British Airways is considering deploying a company-wide
ERP system to help it cope with increasingly tighter margins in the
air industry.
The system would be one of the biggest ERP-deployments in
Europe.
BA CIO Paul Coby told Computer Weekly, "We have standalone ERP
systems in our engineering and human resources departments, and we
are now considering a company-wide deployment to help maximise
efficiencies.
"Any such system will have to wash its face in terms of
justifying itself as a company-wide roll-out, but we expect to make
a decision by the end of the calendar year."

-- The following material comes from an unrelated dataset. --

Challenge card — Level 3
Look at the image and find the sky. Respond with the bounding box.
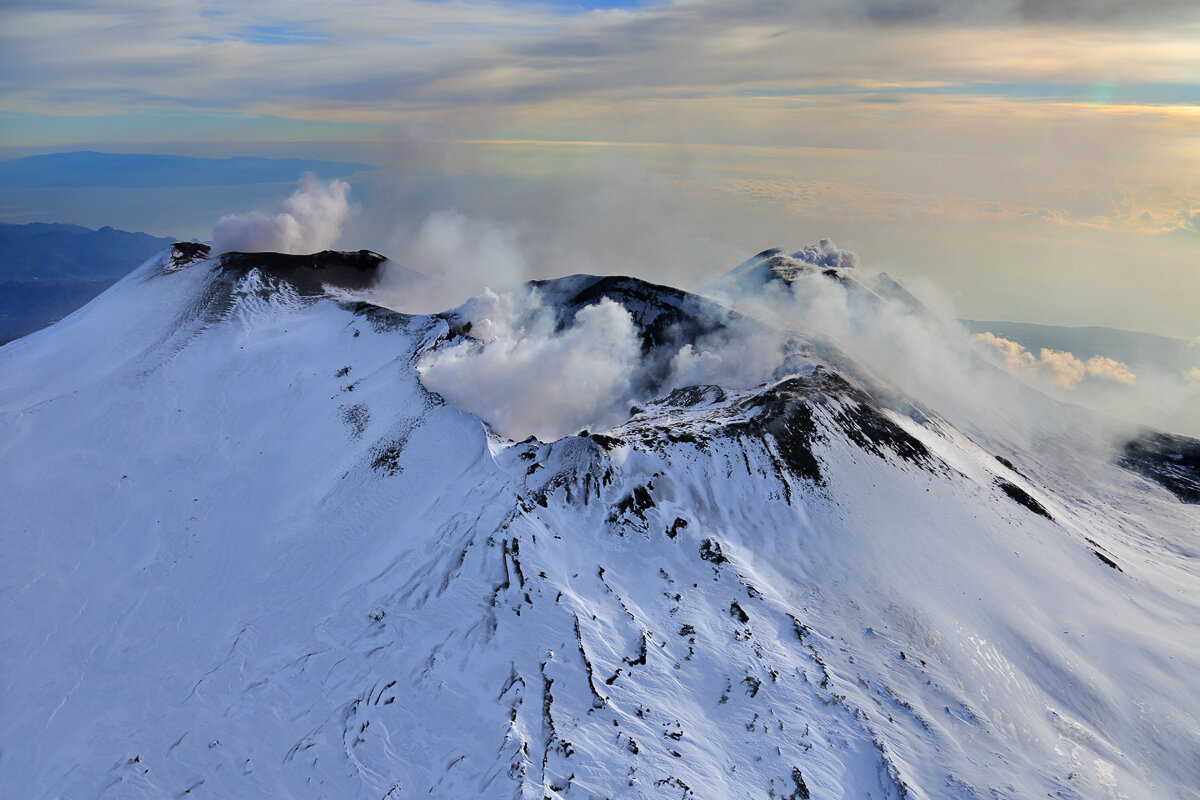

The two ERP suppliers in poll position for a the British Airways
project are SAP and Oracle.
BA completed a six-year project to deliver ERP in engineering
and maintenance in 2006.
The Engineering Wide System (EWS) is already the world's biggest
aircraft maintenance SAP system.
The project involved replacing 150 legacy applications with SAP,
which now controls aircraft maintenance in 26 hangars and at 142
airports worldwide. EWS also controls engineering staffing, spares
supply and airworthiness data.
British Airways said the benefits of EWS included improved
accuracy in tracking maintenance requirements and quicker processes
for ordering parts.
Oracle is used to power the airline's HR function.
Coby was speaking at the annual SITA Air Transport IT Summit. At
the summit, IATA director general Giovanni Bisignani said
airlines would have to optimise their ERP systems, as part of a
raft of measures, to make sure their IT was in good enough order to
ride the oil price crisis plaguing the industry.